1.D’abord que cet effet toboggan va s’arrêter, dans l’intérêt de la chambre sociale, ayant oublié la loi de Tocqueville (« Le désir d’égalité devient toujours plus insatiable à mesure que l’égalité progresse ») et creusant donc elle-même sa propre tombe avec l’explosion des contentieux.

2.Que nos juges voudront bien prendre le temps de stabiliser leur jurisprudence sans suivre leur pente naturelle : tout aligner sur la discrimination. Et pourquoi pas lâcher un peu la bride aux juges du fond régulièrement tancés, moins sur le caractère objectif et contrôlable du critère que sur sa pertinence, source de dérapages qui pourraient bientôt virer au ridicule. Ainsi, en matière de diplômes équivalents, mieux que le classement de Shanghai : le top ten des universités mondiales du Quai de l’Horloge ! Ou lorsque nos juges énoncent sans rire que « des difficultés économiques ne constituent pas une justification pertinente » (Cass. soc., 28 septembre 2010).

3. A fortiori en matière d’avantages conventionnels : s’il ne peut être question de soustraire les conventions collectives au contrôle de l’ordre public des discriminations, il ne paraît pas insensé de partir du principe qu’une différenciation conventionnelle est présumée pertinente. Car un accord collectif n’est pas un acte unilatéral, ni la négociation sociale Oui-Oui au pays des Bisounours. Certes, existent bien sûr l’officiel, l’objectif, le dit et le transparent que nos juges aiment tant. Mais aussi la tactique, les non-dits, les négociations séparées, les soldes de tout compte des négociations précédentes, voire les coups de poker menteur des conflits collectifs, dont on peut douter du caractère pertinent pour les auteurs de cette opération « Justice totale ». En résumé : le contrôle judiciaire pourrait se limiter à être pertinent par rapport à la source en cause.

QUE FAIRE DANS L’IMMÉDIAT ?

1. Au juriste et au RH de garantir la traçabilité sociale de chaque avantage, tout en restant attentifs à la loi informatique et libertés.

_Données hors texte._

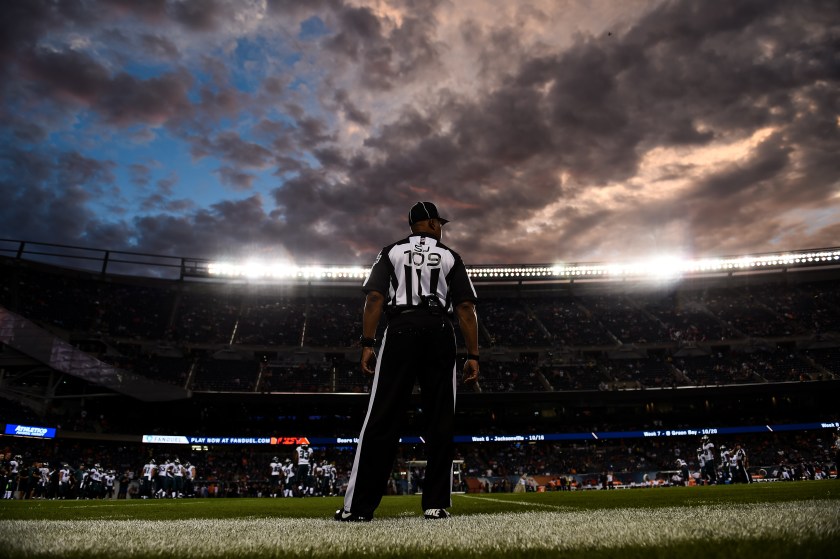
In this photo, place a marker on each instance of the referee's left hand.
(470, 371)
(368, 361)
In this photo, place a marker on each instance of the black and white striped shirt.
(418, 268)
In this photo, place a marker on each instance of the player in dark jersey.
(416, 282)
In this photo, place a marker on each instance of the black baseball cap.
(421, 211)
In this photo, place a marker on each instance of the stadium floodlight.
(660, 268)
(254, 270)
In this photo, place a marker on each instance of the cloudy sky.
(546, 130)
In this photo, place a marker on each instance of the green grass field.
(769, 520)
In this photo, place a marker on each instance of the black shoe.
(435, 514)
(342, 515)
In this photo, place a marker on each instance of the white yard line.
(509, 502)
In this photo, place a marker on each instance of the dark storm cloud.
(53, 205)
(159, 46)
(121, 99)
(593, 111)
(387, 56)
(235, 179)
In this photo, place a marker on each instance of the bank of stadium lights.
(659, 268)
(662, 268)
(257, 271)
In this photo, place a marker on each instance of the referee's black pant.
(417, 345)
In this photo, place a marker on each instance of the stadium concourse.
(582, 381)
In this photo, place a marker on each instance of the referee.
(416, 281)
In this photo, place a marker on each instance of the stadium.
(594, 376)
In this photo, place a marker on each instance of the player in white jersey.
(108, 480)
(178, 479)
(275, 475)
(725, 464)
(189, 479)
(741, 463)
(147, 480)
(64, 481)
(15, 465)
(709, 470)
(685, 475)
(289, 477)
(303, 473)
(45, 473)
(96, 487)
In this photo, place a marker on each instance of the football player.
(725, 464)
(709, 468)
(303, 457)
(289, 477)
(741, 464)
(276, 473)
(147, 480)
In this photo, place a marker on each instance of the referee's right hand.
(368, 361)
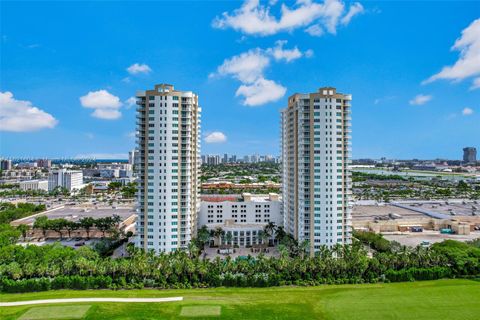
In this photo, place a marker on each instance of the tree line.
(36, 268)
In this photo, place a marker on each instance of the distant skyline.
(67, 84)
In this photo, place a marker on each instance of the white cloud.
(354, 10)
(467, 111)
(420, 99)
(22, 116)
(288, 55)
(110, 156)
(131, 134)
(256, 19)
(468, 63)
(249, 68)
(260, 92)
(107, 114)
(215, 137)
(106, 105)
(130, 102)
(245, 67)
(475, 84)
(315, 30)
(137, 68)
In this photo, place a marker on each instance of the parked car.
(416, 229)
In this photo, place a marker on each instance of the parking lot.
(413, 239)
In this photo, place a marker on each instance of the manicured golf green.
(442, 299)
(55, 312)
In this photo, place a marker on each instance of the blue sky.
(243, 64)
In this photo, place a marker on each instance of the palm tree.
(229, 238)
(218, 233)
(23, 228)
(303, 247)
(71, 226)
(192, 249)
(203, 236)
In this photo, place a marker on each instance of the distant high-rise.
(44, 163)
(316, 155)
(5, 164)
(63, 178)
(469, 154)
(168, 123)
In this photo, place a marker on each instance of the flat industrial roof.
(75, 213)
(369, 212)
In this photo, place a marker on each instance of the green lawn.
(442, 299)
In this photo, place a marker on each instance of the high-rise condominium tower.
(316, 155)
(168, 123)
(469, 154)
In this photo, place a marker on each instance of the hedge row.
(227, 279)
(413, 274)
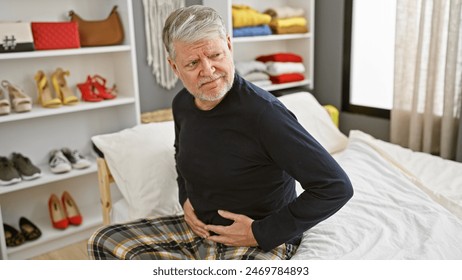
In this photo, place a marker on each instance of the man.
(238, 154)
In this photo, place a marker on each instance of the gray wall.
(329, 19)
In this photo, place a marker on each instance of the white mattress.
(391, 215)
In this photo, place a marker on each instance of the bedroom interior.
(426, 189)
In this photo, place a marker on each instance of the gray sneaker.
(77, 160)
(25, 167)
(8, 174)
(58, 162)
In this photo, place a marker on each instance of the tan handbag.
(104, 32)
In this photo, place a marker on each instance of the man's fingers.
(216, 229)
(228, 215)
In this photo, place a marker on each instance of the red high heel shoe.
(57, 214)
(99, 86)
(71, 209)
(86, 89)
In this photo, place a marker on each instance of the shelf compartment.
(38, 111)
(49, 177)
(287, 85)
(271, 38)
(52, 238)
(66, 52)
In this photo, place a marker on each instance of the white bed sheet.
(390, 216)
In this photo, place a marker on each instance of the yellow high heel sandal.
(21, 102)
(62, 90)
(45, 97)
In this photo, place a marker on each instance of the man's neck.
(206, 105)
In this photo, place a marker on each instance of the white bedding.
(389, 216)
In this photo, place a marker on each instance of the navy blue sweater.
(244, 156)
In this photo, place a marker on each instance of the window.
(369, 56)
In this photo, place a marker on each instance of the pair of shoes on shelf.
(62, 161)
(94, 89)
(20, 102)
(28, 231)
(16, 169)
(62, 93)
(64, 212)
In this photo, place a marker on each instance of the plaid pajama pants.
(170, 238)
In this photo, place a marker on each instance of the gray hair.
(191, 24)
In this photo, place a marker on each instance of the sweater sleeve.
(326, 186)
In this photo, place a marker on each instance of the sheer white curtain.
(155, 14)
(428, 76)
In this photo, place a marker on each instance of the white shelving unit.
(248, 48)
(34, 134)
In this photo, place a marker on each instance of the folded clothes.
(289, 29)
(245, 67)
(259, 30)
(280, 57)
(285, 12)
(287, 78)
(286, 22)
(244, 15)
(278, 68)
(256, 76)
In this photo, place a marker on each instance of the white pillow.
(141, 160)
(316, 120)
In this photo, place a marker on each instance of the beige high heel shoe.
(45, 95)
(5, 106)
(21, 101)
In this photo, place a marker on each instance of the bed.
(407, 205)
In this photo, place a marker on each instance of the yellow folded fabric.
(285, 12)
(246, 16)
(286, 22)
(290, 29)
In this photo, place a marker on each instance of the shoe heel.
(71, 209)
(66, 95)
(57, 215)
(86, 90)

2. Lors de la négociation annuelle, ne plus créer d’avantages catégoriels dont l’objectivité et surtout la pertinence, par rapport à la catégorie en cause mais aussi à l’avantage concerné, ne seraient pas incontestables.

3. Faire du passé table rase pour les avantages catégoriels difficilement explicables ? Signer un avenant de révision sur la base « tout le monde, mais donc nécessairement beaucoup moins » ? Socialement et juridiquement difficile, surtout avec les règles de 2008. Dénoncer tout l’accord ? Cette déclaration de guerre pour contourner un constat judiciaire d’inégalité fera quelque bruit, et sera surtout privée de toute efficacité si, au bout de quinze mois un peu chauds, aucun accord de substitution n’a été trouvé : contractualisation des avantages individuels acquis, dont les fameuses primes et journées de repos ayant fait l’objet de la contestation. Mais contractualiser un avantage illicite, est-ce bien raisonnable ?

FLASH
Le variable des représentants du personnel

L’une des plus anciennes discriminations est celle visant les représentants du personnel.

Après avoir rappelé le principe (« l’exercice de mandats représentatifs ne peut avoir aucune incidence défavorable sur la rémunération du salarié »), l’arrêt du 6 juillet 2010 fixe, à propos du travail d’un commercial et de sa rémunération, un véritable mode d’emploi : « Il appartenait à l’employeur de justifier, d’une part, que la clientèle confiée à la salariée avait été adaptée en fonction des seules heures consacrées à l’exécution de ses obligations contractuelles, d’autre part, que le montant de cette prime était identique à celui prévu au profit des autres salariés et était soumis à des abattements eux-mêmes proportionnés au temps de travail de production de la salariée. »

1. Donc, d’abord proratiser la clientèle suivie aux heures cumulativement consacrées aux divers mandats exercés.

2. Fixer des objectifs proportionnés au temps de présence du délégué. Logique : un salarié qui, du fait de ses mandats, assure la moitié du temps de production d’un salarié classique, doit voir ses objectifs réduits de moitié.